# how much salary is required to live in toronto with a family of 3



## explorer5 (Dec 25, 2013)

Hi

I actually wanted to migrate to canada but my agent said my occupation is not in the list so I applied for an australian pr. But going through the forum I came to know that u can go on a temporary work permit and after a year apply for pr. Still thinking to go to canada can anyone advice whether I should migrate to canada or australia considering the job opportunities,salaries and the standard of living in both the countries


----------



## EVHB (Feb 11, 2008)

And how do you get the temporary work permit? ;-)


----------



## colchar (Oct 25, 2011)

explorer5 said:


> Hi
> 
> I actually wanted to migrate to canada but my agent said my occupation is not in the list so I applied for an australian pr. But going through the forum I came to know that u can go on a temporary work permit and after a year apply for pr. Still thinking to go to canada can anyone advice whether I should migrate to canada or australia considering the job opportunities,salaries and the standard of living in both the countries



How can anyone possibly answer these questions considering how little information you have offered.
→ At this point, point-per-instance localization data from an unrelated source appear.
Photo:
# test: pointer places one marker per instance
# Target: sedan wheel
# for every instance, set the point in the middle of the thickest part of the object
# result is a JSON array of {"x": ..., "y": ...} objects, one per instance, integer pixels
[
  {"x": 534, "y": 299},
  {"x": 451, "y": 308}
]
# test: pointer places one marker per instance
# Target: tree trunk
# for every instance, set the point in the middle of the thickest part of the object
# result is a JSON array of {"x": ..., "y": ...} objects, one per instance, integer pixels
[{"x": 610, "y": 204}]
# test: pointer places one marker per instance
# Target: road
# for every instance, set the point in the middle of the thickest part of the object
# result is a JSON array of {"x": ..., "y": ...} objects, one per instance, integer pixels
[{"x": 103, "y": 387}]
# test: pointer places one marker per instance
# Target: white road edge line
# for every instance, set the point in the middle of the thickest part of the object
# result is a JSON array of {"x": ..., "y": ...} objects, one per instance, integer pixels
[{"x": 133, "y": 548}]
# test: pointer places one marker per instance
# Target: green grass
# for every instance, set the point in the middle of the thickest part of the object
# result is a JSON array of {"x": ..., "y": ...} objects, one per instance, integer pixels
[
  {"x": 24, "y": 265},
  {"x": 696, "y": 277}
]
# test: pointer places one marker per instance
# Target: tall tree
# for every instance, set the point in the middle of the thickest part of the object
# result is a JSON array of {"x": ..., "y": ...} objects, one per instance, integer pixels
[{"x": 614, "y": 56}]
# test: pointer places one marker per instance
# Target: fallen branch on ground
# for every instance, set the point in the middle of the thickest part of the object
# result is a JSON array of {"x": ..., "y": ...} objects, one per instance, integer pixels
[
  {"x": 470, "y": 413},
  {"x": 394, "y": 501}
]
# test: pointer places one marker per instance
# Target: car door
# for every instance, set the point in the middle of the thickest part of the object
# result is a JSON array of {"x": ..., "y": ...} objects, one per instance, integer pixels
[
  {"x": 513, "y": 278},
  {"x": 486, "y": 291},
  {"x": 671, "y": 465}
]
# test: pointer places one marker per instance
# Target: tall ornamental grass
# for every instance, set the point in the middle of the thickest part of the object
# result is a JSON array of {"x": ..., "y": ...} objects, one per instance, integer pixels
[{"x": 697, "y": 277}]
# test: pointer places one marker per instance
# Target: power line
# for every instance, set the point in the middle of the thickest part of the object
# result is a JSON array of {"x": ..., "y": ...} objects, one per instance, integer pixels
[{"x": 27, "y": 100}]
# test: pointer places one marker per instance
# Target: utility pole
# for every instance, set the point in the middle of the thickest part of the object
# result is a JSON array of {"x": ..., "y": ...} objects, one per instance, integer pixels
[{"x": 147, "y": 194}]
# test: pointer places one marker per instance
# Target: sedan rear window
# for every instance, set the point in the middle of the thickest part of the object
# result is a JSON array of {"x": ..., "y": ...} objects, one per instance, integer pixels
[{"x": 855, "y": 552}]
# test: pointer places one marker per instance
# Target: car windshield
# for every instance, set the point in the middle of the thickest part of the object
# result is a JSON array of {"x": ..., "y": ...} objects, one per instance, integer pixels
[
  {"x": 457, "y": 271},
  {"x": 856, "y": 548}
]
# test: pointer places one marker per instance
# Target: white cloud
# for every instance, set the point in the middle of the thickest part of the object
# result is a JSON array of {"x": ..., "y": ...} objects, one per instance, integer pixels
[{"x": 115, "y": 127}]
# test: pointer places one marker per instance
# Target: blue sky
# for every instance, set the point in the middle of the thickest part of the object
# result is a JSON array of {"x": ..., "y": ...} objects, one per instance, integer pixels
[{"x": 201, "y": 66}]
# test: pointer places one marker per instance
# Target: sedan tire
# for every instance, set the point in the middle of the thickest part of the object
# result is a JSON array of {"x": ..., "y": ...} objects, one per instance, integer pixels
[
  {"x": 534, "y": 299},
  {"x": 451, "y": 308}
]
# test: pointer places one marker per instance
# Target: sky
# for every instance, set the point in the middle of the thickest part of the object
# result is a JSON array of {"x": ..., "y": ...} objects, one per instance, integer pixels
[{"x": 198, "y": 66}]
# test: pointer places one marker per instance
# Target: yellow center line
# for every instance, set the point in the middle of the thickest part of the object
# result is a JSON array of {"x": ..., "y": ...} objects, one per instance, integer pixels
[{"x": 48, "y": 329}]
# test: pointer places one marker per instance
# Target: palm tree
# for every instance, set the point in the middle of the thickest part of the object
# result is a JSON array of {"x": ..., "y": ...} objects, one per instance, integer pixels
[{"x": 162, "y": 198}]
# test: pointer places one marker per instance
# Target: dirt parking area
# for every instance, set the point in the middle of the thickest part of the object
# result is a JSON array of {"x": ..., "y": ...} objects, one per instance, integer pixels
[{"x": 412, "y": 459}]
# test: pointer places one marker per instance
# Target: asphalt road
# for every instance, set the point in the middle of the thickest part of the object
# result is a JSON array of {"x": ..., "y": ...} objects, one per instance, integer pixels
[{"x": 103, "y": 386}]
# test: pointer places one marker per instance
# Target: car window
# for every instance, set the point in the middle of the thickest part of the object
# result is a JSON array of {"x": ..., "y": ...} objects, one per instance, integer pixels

And regardless, it is up to you to decide which of the two countries would be best for you so nobody here can tell you what you 'should' do.


----------



## explorer5 (Dec 25, 2013)

Hi,

I am currently working for an MNC into operations and looking for a job in operation (banking and finance) in toronto so that I can go on temporary work visa. I think this information will you give an idea whether these jobs have vacancies over there or not


----------